- Location in Greene County
- Coordinates: 39°02′05″N 86°45′14″W﻿ / ﻿39.03472°N 86.75389°W
- Country: United States
- State: Indiana
- County: Greene

Government
- • Type: Indiana township

Area
- • Total: 48.2 sq mi (125 km^{2})
- • Land: 48.2 sq mi (125 km^{2})
- • Water: 0.01 sq mi (0.026 km^{2}) 0.02%
- Elevation: 676 ft (206 m)

Population (2020)
- • Total: 3,180
- • Density: 66.0/sq mi (25.5/km^{2})
- GNIS feature ID: 0453179

= Center Township, Greene County, Indiana =

Center Township is one of fifteen townships in Greene County, Indiana, USA. As of the 2020 census, its population was 3,180, down from 3,535 at 2010.

Historical population
| Census | Pop. | Note | %± |
| 1890 | 1,758 |  | — |
| 1900 | 1,548 |  | −11.9% |
| 1910 | 1,163 |  | −24.9% |
| 1920 | 1,031 |  | −11.3% |
| 1930 | 960 |  | −6.9% |
| 1940 | 1,049 |  | 9.3% |
| 1950 | 1,126 |  | 7.3% |
| 1960 | 1,137 |  | 1.0% |
| 1970 | 1,391 |  | 22.3% |
| 1980 | 1,912 |  | 37.5% |
| 1990 | 2,439 |  | 27.6% |
| 2000 | 3,109 |  | 27.5% |
| 2010 | 3,535 |  | 13.7% |
| 2020 | 3,180 |  | −10.0% |
Source: US Decennial Census

==Geography==
According to the 2010 census, the township has a total area of 48.2 sqmi, of which 48.2 sqmi (or 100%) is land and 0.01 sqmi (or 0.02%) is water. The streams of Anderson Branch, Bridge Creek, Indian Creek and Little Clifty Branch run through this township.
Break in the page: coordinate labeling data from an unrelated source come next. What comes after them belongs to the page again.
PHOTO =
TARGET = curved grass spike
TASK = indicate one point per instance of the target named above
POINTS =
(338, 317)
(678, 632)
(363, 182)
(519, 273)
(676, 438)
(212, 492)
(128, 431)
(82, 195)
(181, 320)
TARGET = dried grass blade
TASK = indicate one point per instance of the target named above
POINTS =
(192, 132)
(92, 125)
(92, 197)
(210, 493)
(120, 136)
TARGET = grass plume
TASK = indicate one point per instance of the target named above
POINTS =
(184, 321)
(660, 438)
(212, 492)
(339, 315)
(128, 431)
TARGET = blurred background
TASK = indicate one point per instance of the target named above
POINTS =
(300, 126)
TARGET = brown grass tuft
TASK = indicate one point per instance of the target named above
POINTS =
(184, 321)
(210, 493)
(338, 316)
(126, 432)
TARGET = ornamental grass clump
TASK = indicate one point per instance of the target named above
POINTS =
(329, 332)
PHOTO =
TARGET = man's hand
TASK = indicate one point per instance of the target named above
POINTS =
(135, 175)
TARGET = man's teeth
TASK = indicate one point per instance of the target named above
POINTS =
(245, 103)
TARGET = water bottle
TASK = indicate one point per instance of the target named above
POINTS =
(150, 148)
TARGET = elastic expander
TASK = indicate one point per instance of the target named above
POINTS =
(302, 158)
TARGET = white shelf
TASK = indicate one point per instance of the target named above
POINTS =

===Unincorporated communities===
- Cincinnati
- Hobbieville
- Ridgeport
(This list is based on USGS data and may include former settlements.)

===Adjacent townships===
- Beech Creek Township (north)
- Van Buren Township, Monroe County (northeast)
- Indian Creek Township, Monroe County (east)
- Perry Township, Lawrence County (southeast)
- Jackson Township (south)
- Taylor Township (southwest)
- Richland Township (west)

===Cemeteries===
The township contains eight cemeteries: Beech, Bingham, Burch, Carmichael, Flynn, Lawrence, Sparks and Stone.